# Is that about right?



## psrumors (Apr 25, 2004)

I have the GT5K with the 25 horse kohler and 6sp tranny. It consumes about 1.5 gallons of gas an hour.. Does that sound about right?


----------



## Live Oak (Dec 22, 2003)

That doesn't sound too far out of line. My 17 hp Kawasaki in my F525 burns about a gallon per hour.


----------



## Argee (Sep 17, 2003)

Sounds a little high to me. I was out mowing for 2 hours this afternoon and I know I didn't use 3 gallons.


----------



## aegt5000 (Feb 22, 2004)

prumors…

How much grass are you taking off the top ? (1”-1-1/2” or 2”)
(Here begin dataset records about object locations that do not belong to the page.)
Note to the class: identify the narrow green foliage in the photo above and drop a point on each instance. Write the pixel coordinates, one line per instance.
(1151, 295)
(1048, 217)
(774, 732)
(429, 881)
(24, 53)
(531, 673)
I have a GT5000 and use about a gallon an hour during the slow to 
moderate growth cutting periods. It’s been cool and rainy in NY so 
far this spring and the lawn’s growth hasn’t really kicked in. 
When things heat up a bit (not too hot) and the cut takes off 1-1/2 to 
2 in, then the Kohler will suck up more than a gallon an hour.


agree...

Glad to see you getting seat time again. (Don't over-do it)


----------



## psrumors (Apr 25, 2004)

I am taking off less than a inch. I am cutting every 4 to 5 days. I am taking off so little the mower never knows it. It takes right at 5 gallons to cut my place. Prior to the GT5K I was using my 8n with 5' finishing mower, used about 2.5 gallons a cut.


----------



## Argee (Sep 17, 2003)

> _Originally posted by aegt5000 _
> *prumors…
> 
> agree...
> ...


I'm following doctors orders.....and being careful...you can only spend so much time sitting around looking at what needs doing


----------